A review by alwaysneedher
Whiskey Tango Foxtrot by David Shafer

3.0

I started this book a year ago while I was travelling. I got 3/4 of the way into it and then got lost in all the detail and intrigue and put it down. I picked it up again a week ago and finished the rest.

To be honest, I wish I hadn't. Or I wish I had stopped before they got to the farm. It reminded me of that scene in Atlas Shrugged, where they get to the magical place and start a new world. It didn't sit right, it felt like a teenage kid's dreamworld.

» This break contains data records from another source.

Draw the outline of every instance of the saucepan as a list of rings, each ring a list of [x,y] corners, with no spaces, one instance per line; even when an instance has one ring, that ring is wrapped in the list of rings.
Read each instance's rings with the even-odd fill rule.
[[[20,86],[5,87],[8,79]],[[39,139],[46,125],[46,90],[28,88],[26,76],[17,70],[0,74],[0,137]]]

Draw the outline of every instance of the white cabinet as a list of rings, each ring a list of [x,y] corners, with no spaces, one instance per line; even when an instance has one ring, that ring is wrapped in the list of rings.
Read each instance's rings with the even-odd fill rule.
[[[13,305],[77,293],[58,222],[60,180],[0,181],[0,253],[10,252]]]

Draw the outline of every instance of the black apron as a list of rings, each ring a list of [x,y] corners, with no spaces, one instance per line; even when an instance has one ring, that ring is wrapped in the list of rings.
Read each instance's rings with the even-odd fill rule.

To top it all off, the ending jilted me. I kept getting closer, thinking "how is he going to end it so quickly? There are barely any pages left", and that's exactly what happened. Maybe I'm supposed to find some peace in Mark having a existential realization while talking to his parents as he stands on a Zodiac, but I wanted more resolution than 'my number is the prime number of yours' and 'maybe we'll have a kid in Rome'.

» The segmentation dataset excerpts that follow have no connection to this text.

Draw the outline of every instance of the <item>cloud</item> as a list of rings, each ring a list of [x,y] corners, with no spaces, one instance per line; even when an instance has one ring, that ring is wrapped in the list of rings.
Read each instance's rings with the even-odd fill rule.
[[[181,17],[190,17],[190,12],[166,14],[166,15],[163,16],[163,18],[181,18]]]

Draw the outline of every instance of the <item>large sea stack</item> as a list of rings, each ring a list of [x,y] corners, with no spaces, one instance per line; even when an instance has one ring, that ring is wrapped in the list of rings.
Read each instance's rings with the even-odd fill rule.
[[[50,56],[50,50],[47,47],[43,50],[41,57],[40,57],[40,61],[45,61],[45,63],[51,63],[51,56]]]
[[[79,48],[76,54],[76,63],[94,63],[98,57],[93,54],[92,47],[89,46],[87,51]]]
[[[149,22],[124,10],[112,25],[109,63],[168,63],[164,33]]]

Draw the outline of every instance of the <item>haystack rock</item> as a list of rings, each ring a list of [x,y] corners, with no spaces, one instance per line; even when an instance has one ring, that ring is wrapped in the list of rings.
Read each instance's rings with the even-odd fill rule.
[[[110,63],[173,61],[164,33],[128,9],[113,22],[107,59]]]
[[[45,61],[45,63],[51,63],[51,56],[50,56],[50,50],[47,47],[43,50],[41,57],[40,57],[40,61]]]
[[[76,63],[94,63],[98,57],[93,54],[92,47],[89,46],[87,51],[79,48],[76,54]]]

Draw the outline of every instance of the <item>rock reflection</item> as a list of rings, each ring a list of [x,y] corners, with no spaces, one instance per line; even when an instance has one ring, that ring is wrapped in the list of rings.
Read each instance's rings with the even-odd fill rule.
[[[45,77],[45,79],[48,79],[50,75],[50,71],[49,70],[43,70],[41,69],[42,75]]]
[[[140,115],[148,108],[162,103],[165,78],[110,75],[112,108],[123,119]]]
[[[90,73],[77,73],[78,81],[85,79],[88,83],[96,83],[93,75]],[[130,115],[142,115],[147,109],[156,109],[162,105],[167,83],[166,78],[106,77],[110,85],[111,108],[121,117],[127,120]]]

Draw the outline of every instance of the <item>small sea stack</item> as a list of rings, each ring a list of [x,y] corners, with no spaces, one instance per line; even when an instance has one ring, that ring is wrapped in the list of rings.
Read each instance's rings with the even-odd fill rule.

Don't get me wrong: the detail was beautiful in the book: I could smell the sweat off Leila, feel the drunken sickening stupor of Mark, and feel as hopeful as Leo when he described his theoretical conspiracy not-so-bullshit. But this wasn't a story where I loved the characters and didn't care about the plot. The whole thing was a slow build to some kind of resounding ending: I learned more about them, wanted them to succeed, but in the end, I was just left feeling like the windows were slammed on my fingertips.